Portuguese police fly in supercop to solve the mystery of missing Madeleine

Portuguese police fly in supercop to solve the mystery of missing Madeleine
Matt Drake
7 October 2007
The Express on Sunday

Police were last night preparing to call in one of Portugal's most respected detectives in a desperate attempt to solve the mystery of missing Madeleine McCann.

Chief Inspector Carlos do Carmo is being lined up to spearhead the faltering investigation after the leading officer working on the case, Goncalo Amaral, was forced to stand down.

While the inquiry will officially remain based on the theory that Madeleine's parents Kate and Gerry killed her, the change of leadership is expected to signal an in-depth review of the case.

Mr Carmo could take over the six man team as early as next week to avoid further allegations that the investigation is on the verge of collapsing.

Close friends of the McCanns say they are worried that for two months police have made no effort to search for Madeleine, who was three when she vanished on May 3.

Police sources confirmed yesterday that Carmo's outstanding record marked him out as the obvious choice to take over Portugal's largestever missing person case.

The McCanns' spokesman, Clarence Mitchell, welcomed the possible appointment.

He said:
"Kate and Gerry are keen to see a quick and effective transfer of the handling of the case. Their main concern is that the attention of the investigation returns to searching for Madeleine.
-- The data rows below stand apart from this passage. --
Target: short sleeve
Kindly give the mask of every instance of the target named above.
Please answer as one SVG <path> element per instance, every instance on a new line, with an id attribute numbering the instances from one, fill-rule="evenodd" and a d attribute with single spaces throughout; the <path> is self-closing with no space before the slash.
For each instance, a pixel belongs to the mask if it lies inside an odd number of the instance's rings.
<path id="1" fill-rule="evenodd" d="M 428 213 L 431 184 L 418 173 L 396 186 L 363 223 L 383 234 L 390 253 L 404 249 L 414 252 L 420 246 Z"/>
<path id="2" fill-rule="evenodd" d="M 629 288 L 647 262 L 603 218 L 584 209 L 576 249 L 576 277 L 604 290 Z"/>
"They are willing to do whatever is asked of them to co-operate and have always said they are willing to return for a review of the case." 

Amaral was taken off the case after he made controversial remarks about British police allegedly being influenced by the McCanns.

Mark Williams-Thomas, a former child protection detective, said whoever takes over will have to catch up quickly if the case is not to lose momentum.

"It will be very difficult, " he said. "It's good to have a fresh pair of eyes but it will take a while to get up to speed. But I don't think it will be an insurmountable task." 

Colleagues of Mr Carmo say his scientific approach could finally provide answers about what really happened on the night Madeleine went missing.

He has forged a reputation for getting results after leading a number of high-profile investigations. The chief inspector made his name in 2005 after tracking down a gang of armed bank robbers on the Algarve using phone bugs and advanced forensic techniques on suspect vehicles.

Before moving to Lisbon in 2006, he was also credited with cracking a corrupt network of undertakers in the Portimao area who were paying hospital staff for tip-offs about terminally ill patients and then contacting relatives.

Should Mr Carmo be appointed, it is expected he will return from Lisbon to live in the Algarve.

The move follows strong criticism yesterday over the amount of time it has taken forensic experts in Birmingham to return complete results of DNA tests which could provide conclusive evidence as to whether Madeleine is dead.

A police source said:
"The McCanns would never be made official suspects just based on results of the searches carried out. Naturally, the first results sent from Birmingham gave consistency to suspicions.

"There are still various operations to be carried out and we will have to wait for the rest of the results. They are fundamental for us to be able to advance with the investigation." 

But the delay was justified by a spokesman for the laboratory. He explained that the complex nature of the tests required more time than normal. He added:
"These are very specific tests and they are still being carried out. We have maintained a strict co-operation with police." 
One theory which Portuguese detectives are reported to be working on is that Madeleine could have died in the holiday apartment as the result of an accidental fall from a sofa.

Unconfirmed sources also said that Gerry McCann had refused to answer any further questions after his interrogators refused to show him the preliminary DNA results.

The McCanns' legal team visited Portugal last week to hold talks about the possibility of them launching a "public interest" appeal to have secrecy orders lifted so that they can talk about the case.